Por outro lado, a orientação sexual do protagonista funciona como a engrenagem que move a narrativa para frente e cria as desavenças na família, porém, está longe de ser uma série LGBTQ+ feita com consciência e sensibilidade, mesmo que o intuito seja mostrar como a homofobia era duas vezes mais perversa no passado e como o regime ditatorial espanhol, assim como o brasileiro, assassinava pessoas inocentes sem nenhum propósito, a forma como os sentimentos do personagem são retratados e o desfecho abrupto, impedem que qualquer tipo de mensagem positiva ou aprendizado possa ser extraído, restando apenas o fato da sexualidade ser uma solução fácil para criar uma rede de intrigas, já que o personagem LGBTQ+ serve apenas como alavanca e seu sofrimento é explorado. É cansativo e, por conta disso, boa parte dos rápidos três episódios se perdem com facilidade.

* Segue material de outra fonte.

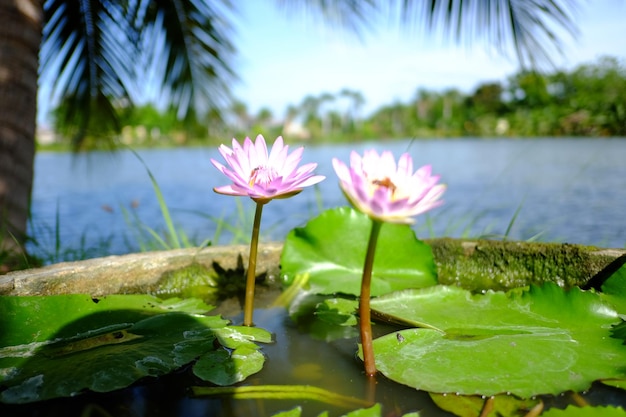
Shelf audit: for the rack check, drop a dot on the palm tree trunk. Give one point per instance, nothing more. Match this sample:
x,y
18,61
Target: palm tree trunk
x,y
20,39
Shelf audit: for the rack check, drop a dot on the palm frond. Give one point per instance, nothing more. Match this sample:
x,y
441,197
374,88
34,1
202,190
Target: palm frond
x,y
533,28
87,56
188,45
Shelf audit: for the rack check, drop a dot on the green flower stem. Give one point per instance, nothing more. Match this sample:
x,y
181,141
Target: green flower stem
x,y
283,392
254,244
364,301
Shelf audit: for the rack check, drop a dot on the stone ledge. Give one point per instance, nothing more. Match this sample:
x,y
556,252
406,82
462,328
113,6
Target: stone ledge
x,y
473,264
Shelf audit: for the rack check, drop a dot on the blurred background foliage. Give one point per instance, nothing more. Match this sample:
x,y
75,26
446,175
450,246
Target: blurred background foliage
x,y
590,100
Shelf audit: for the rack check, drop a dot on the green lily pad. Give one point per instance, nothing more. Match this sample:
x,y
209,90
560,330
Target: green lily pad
x,y
60,346
614,290
598,411
473,405
331,249
544,340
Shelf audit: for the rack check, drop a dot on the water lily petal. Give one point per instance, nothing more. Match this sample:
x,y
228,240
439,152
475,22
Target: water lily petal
x,y
388,191
263,175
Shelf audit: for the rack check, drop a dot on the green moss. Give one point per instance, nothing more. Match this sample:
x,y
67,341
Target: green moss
x,y
500,265
194,280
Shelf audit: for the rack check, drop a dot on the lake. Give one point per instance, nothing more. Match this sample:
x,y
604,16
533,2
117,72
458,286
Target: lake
x,y
563,190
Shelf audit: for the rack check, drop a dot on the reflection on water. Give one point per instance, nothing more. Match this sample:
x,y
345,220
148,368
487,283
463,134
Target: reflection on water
x,y
568,190
295,358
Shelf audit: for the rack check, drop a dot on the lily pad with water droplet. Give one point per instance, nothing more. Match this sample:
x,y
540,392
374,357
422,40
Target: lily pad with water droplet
x,y
59,346
331,249
544,340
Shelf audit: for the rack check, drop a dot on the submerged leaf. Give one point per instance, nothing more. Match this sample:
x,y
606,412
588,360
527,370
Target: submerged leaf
x,y
331,249
60,346
541,341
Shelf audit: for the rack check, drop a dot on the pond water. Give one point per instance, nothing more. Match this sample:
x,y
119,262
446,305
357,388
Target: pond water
x,y
566,190
296,358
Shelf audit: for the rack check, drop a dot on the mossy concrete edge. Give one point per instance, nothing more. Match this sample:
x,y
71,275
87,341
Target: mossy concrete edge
x,y
472,264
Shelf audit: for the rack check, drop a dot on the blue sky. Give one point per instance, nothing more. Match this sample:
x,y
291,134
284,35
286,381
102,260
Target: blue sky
x,y
283,58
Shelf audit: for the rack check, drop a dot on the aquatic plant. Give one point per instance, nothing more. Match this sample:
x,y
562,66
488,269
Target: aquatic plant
x,y
262,176
387,192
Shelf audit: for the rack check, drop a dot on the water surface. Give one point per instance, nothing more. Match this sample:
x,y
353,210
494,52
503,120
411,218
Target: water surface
x,y
566,190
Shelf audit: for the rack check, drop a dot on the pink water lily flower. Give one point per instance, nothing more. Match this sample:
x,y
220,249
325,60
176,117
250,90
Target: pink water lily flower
x,y
262,176
387,192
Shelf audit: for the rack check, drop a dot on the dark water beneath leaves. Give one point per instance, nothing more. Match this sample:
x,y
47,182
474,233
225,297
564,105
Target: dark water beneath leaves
x,y
295,358
567,190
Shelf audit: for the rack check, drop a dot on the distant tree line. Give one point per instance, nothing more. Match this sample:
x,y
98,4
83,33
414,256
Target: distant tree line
x,y
587,101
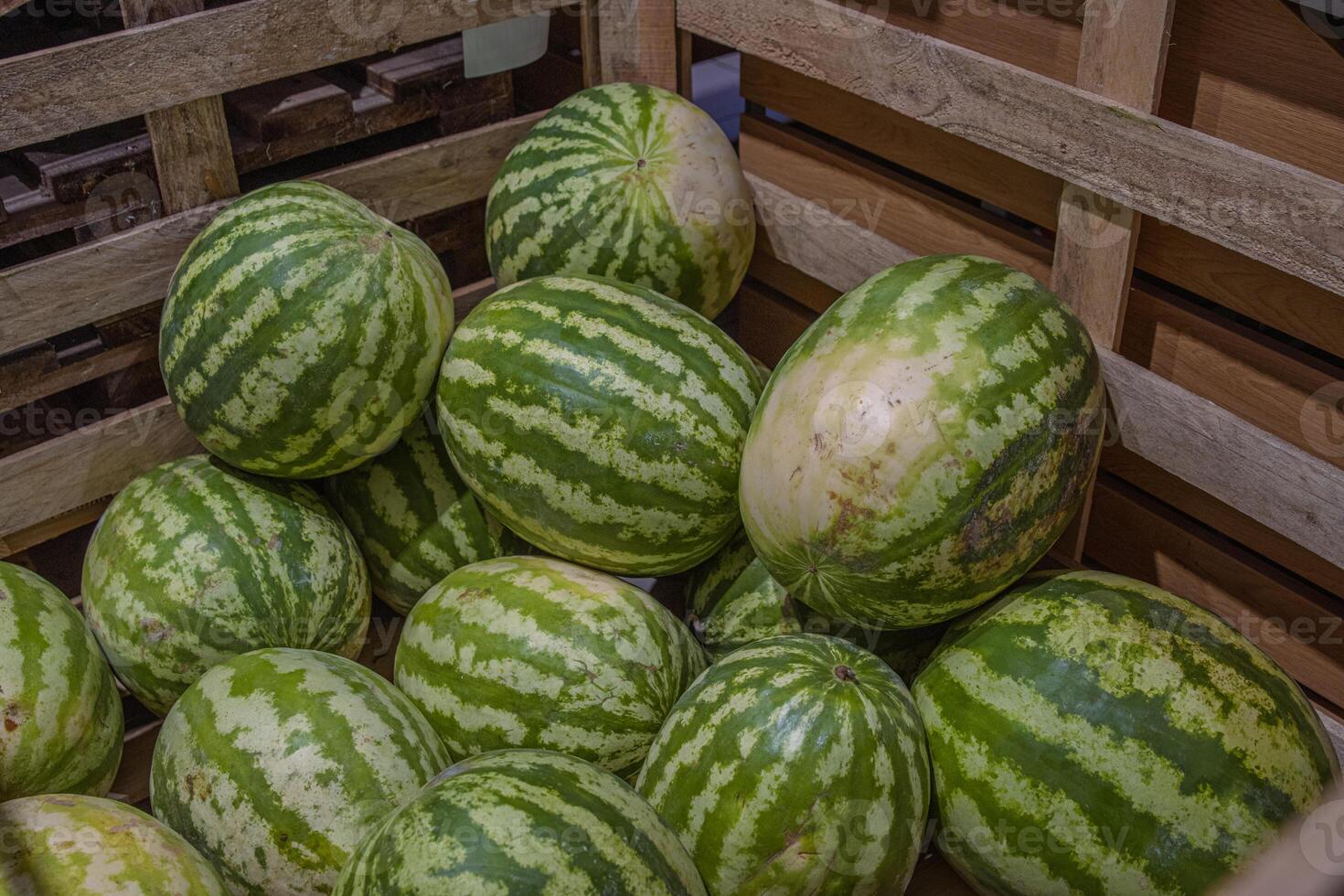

Porém, sim, o desfecho é impactante e até mesmo corajoso, ainda que exageradamente violento apenas para chocar o público. Toda a trama desenvolvida funciona como a preparação para esse único e sombrio momento, como um novelão, em que tudo se conclui no encerramento dramático e monumental. Mesmo com problemas em sua estrutura narrativa, a parte técnica é impecável. Tanto a direção de arte quanto os figurinos deslumbrantes recriam, com bastante perfeição, a época e estabelecem a ambientação da trama, assim como a direção de Manolo Caro, que consegue desenvolver um suspense intrigante. Ainda que o título já adiante que alguém terá que morrer e essa será a conclusão, o fator “onde” e “quando” segura o espectador por mais tempo.

Conclusão

Como uma série limitada, ‘Alguém Tem Que Morrer’ acerta no ritmo e na forma como o roteiro astuto cria um drama familiar sombrio, porém, desenvolve questões LGBTQ+ de forma precária e erra ao utilizar um personagem gay como engrenagem para mover sua narrativa para frente, enquanto explora seu sofrimento. Está longe de ser perfeita e não é tão ruim quanto se poderia esperar. O entretenimento mediano é bom, mas só alcança qualidade em seu clímax violento, porém, infelizmente, é também quando termina.